Union flag protestors gather at Belfast City Hall

Union flag protestors gather at Belfast City Hall

BUSINESSESS in Belfast are counting the cost of the Union flag protest which has lost them £15 million in trade.

The Confederation of British Industry (CBI) in Northern Ireland said the protests were putting off people coming into the city.

Said CBI director Nigel Smyth: “The solution to this is not throwing bricks and having riots.”

He said the estimated cost to businesses in the city from the protests was between £10m and £15m, but there could be additional economic damage from discouraging potential tourists and investors.

“There is the localised impact on local traders, shops and pubs, hotels depending on their area – this is very localised trouble,” he said.

“But in the run up to Christmas there were demonstrations in the city centre on the Saturdays, a peak period for traders and takings were down by about 40 per cent.

“The bigger strategic area of concern is perception.

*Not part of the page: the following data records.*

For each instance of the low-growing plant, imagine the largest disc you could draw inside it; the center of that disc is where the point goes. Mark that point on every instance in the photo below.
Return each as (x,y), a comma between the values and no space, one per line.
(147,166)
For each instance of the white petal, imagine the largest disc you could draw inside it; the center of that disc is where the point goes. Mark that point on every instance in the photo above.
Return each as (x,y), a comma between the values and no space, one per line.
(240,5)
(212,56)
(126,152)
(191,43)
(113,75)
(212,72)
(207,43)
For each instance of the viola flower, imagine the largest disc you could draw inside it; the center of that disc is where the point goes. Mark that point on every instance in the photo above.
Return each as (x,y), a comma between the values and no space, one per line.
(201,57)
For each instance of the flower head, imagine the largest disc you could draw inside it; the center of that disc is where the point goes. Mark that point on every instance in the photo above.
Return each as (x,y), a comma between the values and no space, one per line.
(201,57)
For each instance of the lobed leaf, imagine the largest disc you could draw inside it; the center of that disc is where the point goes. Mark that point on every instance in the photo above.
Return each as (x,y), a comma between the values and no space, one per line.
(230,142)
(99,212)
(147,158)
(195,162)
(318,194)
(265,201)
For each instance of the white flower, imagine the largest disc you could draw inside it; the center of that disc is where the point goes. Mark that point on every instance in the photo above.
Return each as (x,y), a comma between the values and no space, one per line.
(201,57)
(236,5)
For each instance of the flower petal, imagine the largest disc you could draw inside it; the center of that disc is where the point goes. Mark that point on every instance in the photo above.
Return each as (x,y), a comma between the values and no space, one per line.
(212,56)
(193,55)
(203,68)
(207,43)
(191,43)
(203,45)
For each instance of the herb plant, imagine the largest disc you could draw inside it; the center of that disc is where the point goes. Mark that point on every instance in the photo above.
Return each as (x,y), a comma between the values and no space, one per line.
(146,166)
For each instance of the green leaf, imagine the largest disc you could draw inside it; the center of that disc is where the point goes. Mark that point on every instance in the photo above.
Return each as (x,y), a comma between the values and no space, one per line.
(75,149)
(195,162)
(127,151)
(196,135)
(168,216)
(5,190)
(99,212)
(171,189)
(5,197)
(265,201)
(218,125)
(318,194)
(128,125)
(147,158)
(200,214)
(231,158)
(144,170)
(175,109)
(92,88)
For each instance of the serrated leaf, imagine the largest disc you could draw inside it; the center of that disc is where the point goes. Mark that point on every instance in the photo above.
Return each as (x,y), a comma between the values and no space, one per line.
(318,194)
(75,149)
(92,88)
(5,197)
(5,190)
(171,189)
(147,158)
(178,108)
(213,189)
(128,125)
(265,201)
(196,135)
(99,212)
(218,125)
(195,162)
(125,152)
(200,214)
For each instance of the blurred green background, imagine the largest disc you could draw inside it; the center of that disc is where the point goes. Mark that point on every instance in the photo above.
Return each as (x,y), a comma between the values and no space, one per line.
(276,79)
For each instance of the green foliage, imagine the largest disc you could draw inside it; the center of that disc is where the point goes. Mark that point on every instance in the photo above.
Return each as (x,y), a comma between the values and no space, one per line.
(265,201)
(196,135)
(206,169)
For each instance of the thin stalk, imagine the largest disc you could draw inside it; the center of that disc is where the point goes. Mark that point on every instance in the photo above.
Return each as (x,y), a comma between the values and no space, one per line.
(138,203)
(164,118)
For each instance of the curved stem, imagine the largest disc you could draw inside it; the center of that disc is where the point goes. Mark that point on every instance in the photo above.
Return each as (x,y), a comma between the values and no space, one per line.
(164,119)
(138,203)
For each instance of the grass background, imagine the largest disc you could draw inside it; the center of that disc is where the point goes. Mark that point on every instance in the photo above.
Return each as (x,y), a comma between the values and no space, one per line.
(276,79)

Northern Ireland is recovering from 30 years of the troubles, we have moved on significantly, but were are now seeing very negative images going around the world.

“And the impact that will potentially have on tourists coming to Northern Ireland or people wanting to invest in Northern Ireland.”

An empty Royal Avenue after Castle Court bomb alert

An empty Royal Avenue after Castle Court bomb alert in December

During one Saturday protest in the run up to Christmas, Castlecourt Shopping Centre in Royal Avenue was evacuated.

The hoax alert had a devastating effect on businesses on the second last Saturday before Christmas.

Secretary of State Theresa Villiers said on Wednesday that the said riots linked to the protests were causing “significant damage” to the economy, were sending out negative images and were “threatening jobs”.

Emma Bricknell who owns the restaurant Made in Belfast in the city centre said there had been a “huge impact” and estimated her losses at more than £20,000.

“Locals don’t want to come in, they are scared and nervous about whether they will be able to get home,” she said.

“Tourists are finding it very hard to get in to us because the police won’t let them go down.

“If I were coming from Barcelona or even other parts of the UK and the police are stopping you from getting down an alley way why would you carry on walking down? It’s quite fearsome, they are carrying guns and have armour.

“To me they are actively helping protesters close down the city centre.”

She said that on Monday there were no customers at all in her restaurant.

“We had a lot of people coming from HBO, from the Titanic Quarter where they are making Game of Thrones, but they are not coming down any more to eat,” she added.

“These are people who are putting millions of pounds into the industry here, are these companies going to stay or go somewhere else. It’s having such a big impact on society here.”